Pragmatic Foreign Policy vs. Supporting Autonomy

The following is excerpted from Ted Galen Carpenter's piece in the Middle East Times:

Major countries like Russia, India and China worry that their own restless ethnic or political minorities could seek to emulate Kosovo. Russia frets especially about Chechnya; India about Kashmir; and China about Xinjiang, Tibet and Taiwan. Beijing's uneasiness about the Kosovo precedent with respect to Taiwan was not eased when Taipei promptly congratulated the Kosovars and emphasized the United Nations' need to respect the principle of national self-determination, i.e., Taiwan's claim to sovereignty.

But there are potential secessionist arenas in Europe itself. Cyprus understandably opposes Kosovo's move, given the pretensions of the Turkish Republic of Northern Cyprus. Turkey, which set up the TRNC, has its own problems to worry about given the ongoing insurgency of Kurdish secessionists. Spain may one day be less than thrilled about Pristina's action if its own Basque separatists are encouraged to rev up their violent campaign. And London, which vied with Washington in its enthusiasm for Kosovo's independence, may have reason to rue that stance if Scotland decides on independence.

These are all hairy problems, and legitimate ones. I'm curious to know how libertarians balance the goal of autonomous self-rule versus the political reality of bloody, crushing resistance. Peaceful independent nations are very often born out of violent conflict. And while conflict should be avoided when at all possible, is it really always to be avoided*?

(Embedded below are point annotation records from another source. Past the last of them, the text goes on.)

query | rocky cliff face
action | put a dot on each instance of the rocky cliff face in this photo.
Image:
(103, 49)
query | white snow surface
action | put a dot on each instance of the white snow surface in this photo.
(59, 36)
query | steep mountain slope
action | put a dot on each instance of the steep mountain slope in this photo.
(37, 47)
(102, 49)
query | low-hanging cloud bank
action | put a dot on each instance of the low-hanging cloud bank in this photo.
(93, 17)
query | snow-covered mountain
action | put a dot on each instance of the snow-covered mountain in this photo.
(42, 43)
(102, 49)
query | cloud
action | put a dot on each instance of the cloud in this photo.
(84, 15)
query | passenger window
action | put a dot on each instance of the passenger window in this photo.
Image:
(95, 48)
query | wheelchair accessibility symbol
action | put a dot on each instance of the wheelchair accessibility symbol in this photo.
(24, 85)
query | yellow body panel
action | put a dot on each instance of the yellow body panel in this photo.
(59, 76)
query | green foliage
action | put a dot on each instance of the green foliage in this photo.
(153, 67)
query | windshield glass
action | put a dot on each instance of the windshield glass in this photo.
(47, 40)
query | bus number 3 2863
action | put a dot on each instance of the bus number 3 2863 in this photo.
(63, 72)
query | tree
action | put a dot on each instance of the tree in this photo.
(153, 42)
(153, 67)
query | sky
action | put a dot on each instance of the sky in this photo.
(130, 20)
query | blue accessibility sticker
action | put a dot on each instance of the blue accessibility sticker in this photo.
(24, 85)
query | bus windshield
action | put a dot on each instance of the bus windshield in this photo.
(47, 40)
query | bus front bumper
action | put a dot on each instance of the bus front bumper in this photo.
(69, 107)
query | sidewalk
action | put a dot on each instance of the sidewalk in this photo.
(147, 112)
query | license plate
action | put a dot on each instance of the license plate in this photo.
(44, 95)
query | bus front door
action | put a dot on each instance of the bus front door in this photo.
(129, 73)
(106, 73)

Perhaps the US recognition of Kosovo will provoke conflict (although I still don't know how US recognition after the fact would increase the risk of Serbia retaliating) and that I can see as troubling, but are we for self-rule for all people or just us?

I'm all ears.

*CLARIFICATION: I'm not trying to put words in Dr. Carpenter's mouth with this statement. It just seems that his argument in this case rests on the underlying premise of stability at all costs. I should have reworded the sentence.